What an interesting set of gifts and challenges..
So, today I was thinking about gifts and challenges and the work we engage in.
One of these two friends of mine has chosen a profession where those gifts and challenges have served her and others well. She is a lawyer and is a fabulous, successful and daunting courtroom presence and ally for abused and fearful individuals in divorce cases. My other friend has chosen a profession where his gifts and challenges make his work difficult, and he is mystified and frustrated when he finds that he has alienated coworkers. He cannot understand why what seems so right to him seems so wrong to them.

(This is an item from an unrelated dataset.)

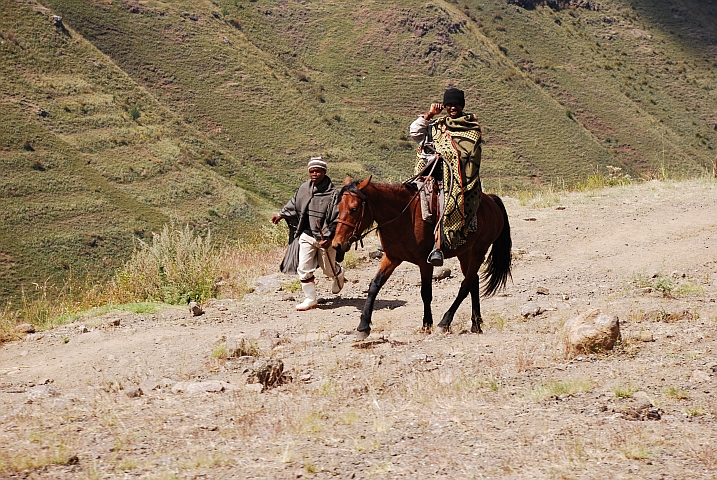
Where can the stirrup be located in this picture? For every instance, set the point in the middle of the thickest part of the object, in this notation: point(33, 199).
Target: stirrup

If he were a well-trained and experienced search and rescue coordinator, he'd be exactly the sort of person I'd want heading my local search and rescue teams If he'd chosen a military profession he'd have just the right set of gifts to get a bunch of young marines to not only shape up but fly right and live straight. Political experience? He could testify to Congress in no uncertain terms about the ramifications of a bill they were considering, and like my other friend, with good legal training he'd be an effective legal advocate for the abused or intimidated.
But years ago he chose a different profession. And though he finds the work interesting and engaging and he's financially successful at it, he continues to experience the frustrations I mentioned at a higher than average frequency.
While mulling these observations I remembered something my father said in a group conversation about a book. In it is a man on a road trip on a motorcycle. In that narrative the motorcycle breaks down on a stretch of highway and the author describes the range of emotions a man can experience when that happens.
"How do you think or respond," asked one of the group, "when something like that happens to you; when something you need to work, breaks? Do you get angry, do you get discouraged, do you blame yourself or someone else, do you get frustrated? What do you do?"
Various people gave various answers. My father's honest answer when he was asked was, "I generally think that the problem is that I don't yet have the right tools."